Rechtwinkliges Dreieck über einer Hypotenuse
Gegeben ist eine Strecke AB. Sie soll die Hypotenuse eines rechtwinkligen Dreiecks werden.
So gehst du vor:
- Suche den Mittelpunkt M der Strecke AB. Er liegt genau in der Mitte.
- Zeichne den Thaleskreis: einen Kreis um M mit dem Radius MA. Dieser Kreis geht durch A und durch B, denn AB ist sein Durchmesser.
- Wähle einen beliebigen Punkt C auf dem Kreis.
- Verbinde C mit A und mit B.
Das Dreieck ABC ist rechtwinklig, der rechte Winkel liegt bei C. Markiere ihn mit einem kleinen Quadrat.
Wichtig: Der Kreis muss den Mittelpunkt genau in der Mitte von AB haben und den Radius |AB|/2. Ein Kreis um A oder ein zu kleiner Kreis liefert kein rechtwinkliges Dreieck über AB.
Tangente von einem äußeren Punkt
Gegeben sind ein Kreis k mit Mittelpunkt M und ein Punkt P außerhalb des Kreises.

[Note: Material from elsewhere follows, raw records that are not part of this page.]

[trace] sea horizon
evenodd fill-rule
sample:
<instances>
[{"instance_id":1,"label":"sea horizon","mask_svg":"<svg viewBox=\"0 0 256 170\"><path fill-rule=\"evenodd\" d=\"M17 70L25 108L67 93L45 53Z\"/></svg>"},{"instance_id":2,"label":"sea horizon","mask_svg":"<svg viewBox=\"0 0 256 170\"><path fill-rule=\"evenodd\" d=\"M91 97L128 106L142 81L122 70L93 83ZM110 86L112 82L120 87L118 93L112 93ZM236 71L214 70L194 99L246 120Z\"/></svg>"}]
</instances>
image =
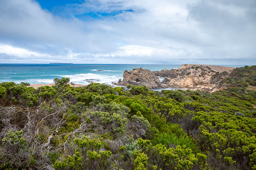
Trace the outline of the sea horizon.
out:
<instances>
[{"instance_id":1,"label":"sea horizon","mask_svg":"<svg viewBox=\"0 0 256 170\"><path fill-rule=\"evenodd\" d=\"M160 71L164 69L177 69L182 65L0 63L0 82L47 84L53 83L55 78L68 77L70 82L76 84L87 85L93 82L111 85L117 82L120 78L123 79L124 72L126 70L131 70L133 68L141 67L151 71ZM232 67L246 65L211 65Z\"/></svg>"}]
</instances>

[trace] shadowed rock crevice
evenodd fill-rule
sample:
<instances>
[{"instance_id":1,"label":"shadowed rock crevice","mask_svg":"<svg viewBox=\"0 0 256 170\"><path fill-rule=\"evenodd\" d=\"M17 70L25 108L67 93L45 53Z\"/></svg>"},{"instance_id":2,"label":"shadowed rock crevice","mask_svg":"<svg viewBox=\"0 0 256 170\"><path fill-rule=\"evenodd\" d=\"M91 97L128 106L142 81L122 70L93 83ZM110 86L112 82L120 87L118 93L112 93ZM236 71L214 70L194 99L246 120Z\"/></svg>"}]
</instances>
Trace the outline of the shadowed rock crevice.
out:
<instances>
[{"instance_id":1,"label":"shadowed rock crevice","mask_svg":"<svg viewBox=\"0 0 256 170\"><path fill-rule=\"evenodd\" d=\"M151 71L142 68L125 70L120 86L145 85L149 89L176 87L212 92L227 87L219 82L234 68L216 65L183 64L178 69ZM161 82L159 77L164 77Z\"/></svg>"}]
</instances>

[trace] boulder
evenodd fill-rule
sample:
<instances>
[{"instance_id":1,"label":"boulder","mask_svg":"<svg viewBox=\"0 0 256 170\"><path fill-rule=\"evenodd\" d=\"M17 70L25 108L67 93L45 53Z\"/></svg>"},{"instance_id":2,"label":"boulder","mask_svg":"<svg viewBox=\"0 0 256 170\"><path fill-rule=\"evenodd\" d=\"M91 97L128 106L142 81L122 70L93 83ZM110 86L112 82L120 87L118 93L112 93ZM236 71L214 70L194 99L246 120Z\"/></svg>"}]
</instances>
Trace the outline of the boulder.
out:
<instances>
[{"instance_id":1,"label":"boulder","mask_svg":"<svg viewBox=\"0 0 256 170\"><path fill-rule=\"evenodd\" d=\"M141 67L131 71L125 70L123 77L123 81L118 81L119 85L145 85L149 89L159 88L161 85L158 77L149 70Z\"/></svg>"}]
</instances>

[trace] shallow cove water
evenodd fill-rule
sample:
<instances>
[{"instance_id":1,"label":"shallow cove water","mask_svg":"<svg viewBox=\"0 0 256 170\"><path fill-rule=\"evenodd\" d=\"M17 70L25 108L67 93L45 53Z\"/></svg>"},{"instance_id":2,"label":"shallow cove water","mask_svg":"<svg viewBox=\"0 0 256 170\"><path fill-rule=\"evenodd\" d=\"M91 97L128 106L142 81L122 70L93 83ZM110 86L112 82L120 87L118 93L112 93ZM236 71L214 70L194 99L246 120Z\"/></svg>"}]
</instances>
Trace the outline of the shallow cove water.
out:
<instances>
[{"instance_id":1,"label":"shallow cove water","mask_svg":"<svg viewBox=\"0 0 256 170\"><path fill-rule=\"evenodd\" d=\"M49 84L56 78L69 77L74 83L86 85L91 82L111 85L123 79L126 70L142 67L151 71L177 69L180 65L0 64L0 82L21 82ZM234 67L244 65L220 65Z\"/></svg>"}]
</instances>

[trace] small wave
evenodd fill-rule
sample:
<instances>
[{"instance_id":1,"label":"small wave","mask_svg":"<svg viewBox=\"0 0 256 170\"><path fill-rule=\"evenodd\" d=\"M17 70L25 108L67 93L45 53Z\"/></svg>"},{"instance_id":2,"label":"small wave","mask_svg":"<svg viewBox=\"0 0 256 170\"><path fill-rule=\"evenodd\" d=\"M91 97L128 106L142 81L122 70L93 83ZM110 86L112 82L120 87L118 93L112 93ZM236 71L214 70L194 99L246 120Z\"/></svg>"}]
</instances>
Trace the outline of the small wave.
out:
<instances>
[{"instance_id":1,"label":"small wave","mask_svg":"<svg viewBox=\"0 0 256 170\"><path fill-rule=\"evenodd\" d=\"M58 75L62 77L68 77L70 82L77 84L88 85L92 82L111 84L112 82L117 82L120 78L116 76L103 75L92 73L77 74L71 75Z\"/></svg>"},{"instance_id":2,"label":"small wave","mask_svg":"<svg viewBox=\"0 0 256 170\"><path fill-rule=\"evenodd\" d=\"M25 74L26 73L12 73L12 74Z\"/></svg>"},{"instance_id":3,"label":"small wave","mask_svg":"<svg viewBox=\"0 0 256 170\"><path fill-rule=\"evenodd\" d=\"M31 84L51 84L53 82L53 79L28 79L24 81Z\"/></svg>"},{"instance_id":4,"label":"small wave","mask_svg":"<svg viewBox=\"0 0 256 170\"><path fill-rule=\"evenodd\" d=\"M117 71L116 70L100 70L100 69L91 69L89 70L93 71L112 71L116 72Z\"/></svg>"},{"instance_id":5,"label":"small wave","mask_svg":"<svg viewBox=\"0 0 256 170\"><path fill-rule=\"evenodd\" d=\"M168 68L168 69L164 69L164 70L172 70L172 69L178 69L178 68L176 68L176 67L174 67L174 68Z\"/></svg>"}]
</instances>

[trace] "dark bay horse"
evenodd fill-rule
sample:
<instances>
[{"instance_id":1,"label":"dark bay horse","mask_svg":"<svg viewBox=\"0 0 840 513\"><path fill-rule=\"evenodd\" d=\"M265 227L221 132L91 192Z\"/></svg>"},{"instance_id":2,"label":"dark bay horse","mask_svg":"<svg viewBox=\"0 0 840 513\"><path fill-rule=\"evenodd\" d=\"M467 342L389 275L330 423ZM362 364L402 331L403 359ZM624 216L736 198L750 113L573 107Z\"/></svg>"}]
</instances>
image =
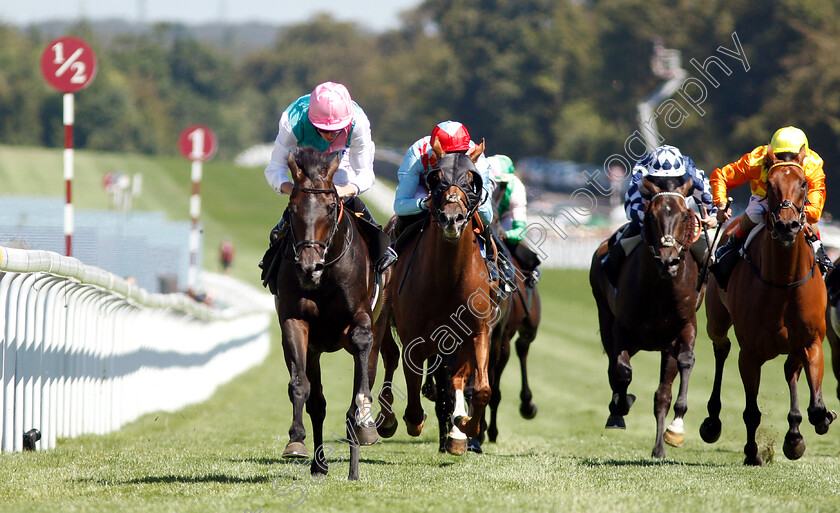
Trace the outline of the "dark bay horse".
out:
<instances>
[{"instance_id":1,"label":"dark bay horse","mask_svg":"<svg viewBox=\"0 0 840 513\"><path fill-rule=\"evenodd\" d=\"M811 390L808 420L817 434L828 432L837 417L826 410L822 396L826 290L803 230L808 193L802 170L804 149L791 157L790 161L780 160L768 148L765 228L756 228L759 232L745 258L733 269L726 291L712 278L706 298L706 329L714 344L715 381L708 403L709 417L703 421L700 435L709 443L720 437L721 379L731 347L727 333L734 326L741 348L738 368L746 396L745 465L764 464L755 440L761 422L757 398L764 362L788 355L784 368L790 388L790 413L783 445L788 459L797 459L805 452L805 441L799 432L802 414L797 395L803 368Z\"/></svg>"},{"instance_id":2,"label":"dark bay horse","mask_svg":"<svg viewBox=\"0 0 840 513\"><path fill-rule=\"evenodd\" d=\"M321 354L345 349L354 360L353 399L347 410L350 473L358 479L359 445L378 440L370 386L378 348L372 326L374 271L361 232L344 211L332 183L337 154L300 148L289 155L294 192L289 198L285 257L276 276L275 306L283 332L293 405L290 441L284 458L309 458L304 444L303 406L312 420L315 455L312 474L326 474L323 425L326 400L321 386Z\"/></svg>"},{"instance_id":3,"label":"dark bay horse","mask_svg":"<svg viewBox=\"0 0 840 513\"><path fill-rule=\"evenodd\" d=\"M436 145L437 166L426 176L431 192L428 222L402 249L389 290L394 326L403 344L408 396L403 419L408 434L419 436L425 423L420 388L424 362L431 358L430 372L438 384L440 450L452 454L463 454L467 437L479 434L490 400L489 337L501 316L498 283L487 277L476 233L482 229L475 214L482 184L475 160L483 151L483 141L467 154L445 154ZM474 393L468 414L464 389L470 376ZM453 394L454 404L449 400Z\"/></svg>"},{"instance_id":4,"label":"dark bay horse","mask_svg":"<svg viewBox=\"0 0 840 513\"><path fill-rule=\"evenodd\" d=\"M607 428L623 429L624 416L635 400L635 396L627 393L633 376L630 357L640 350L662 353L659 388L653 399L654 458L665 457L663 442L677 447L683 442L688 377L694 366L696 310L701 298L695 290L697 265L688 256L697 223L685 198L691 186L691 181L683 183L678 177L644 178L640 190L649 201L642 228L643 242L627 256L618 276L618 286L610 285L601 267L606 241L596 250L589 272L613 392ZM671 406L671 386L677 373L680 391L674 403L674 420L666 433L665 417Z\"/></svg>"}]
</instances>

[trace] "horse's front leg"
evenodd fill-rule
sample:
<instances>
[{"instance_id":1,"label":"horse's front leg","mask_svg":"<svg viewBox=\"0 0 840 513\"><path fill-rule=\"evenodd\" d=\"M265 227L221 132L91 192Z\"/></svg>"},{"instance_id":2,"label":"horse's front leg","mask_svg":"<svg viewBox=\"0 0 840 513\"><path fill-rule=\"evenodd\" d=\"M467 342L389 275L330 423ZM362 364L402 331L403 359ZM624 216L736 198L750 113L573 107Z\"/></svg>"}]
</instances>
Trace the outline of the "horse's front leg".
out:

Du sollst eine Tangente von P an den Kreis legen.
Eine Tangente berührt den Kreis in genau einem Punkt. Im Berührpunkt T steht die Tangente senkrecht auf dem Radius MT. Genau hier hilft der Thaleskreis:
- Verbinde M und P.
- Zeichne den Thaleskreis über der Strecke MP: einen Kreis, dessen Durchmesser MP ist. Sein Mittelpunkt ist die Mitte von MP.
- Dieser Thaleskreis schneidet den Kreis k in einem Punkt T.
- Weil T auf dem Thaleskreis über MP liegt, ist der Winkel MTP ein rechter Winkel. Der Radius MT steht also senkrecht auf der Geraden PT.
- Die Gerade durch P und T ist die gesuchte Tangente.
Warum das funktioniert
Eine Tangente ist genau dann richtig, wenn sie im Berührpunkt senkrecht auf dem Radius steht. Der Thaleskreis über MP zwingt den Winkel bei T auf 90° — und liefert dir damit automatisch die senkrechte Lage, die eine Tangente braucht.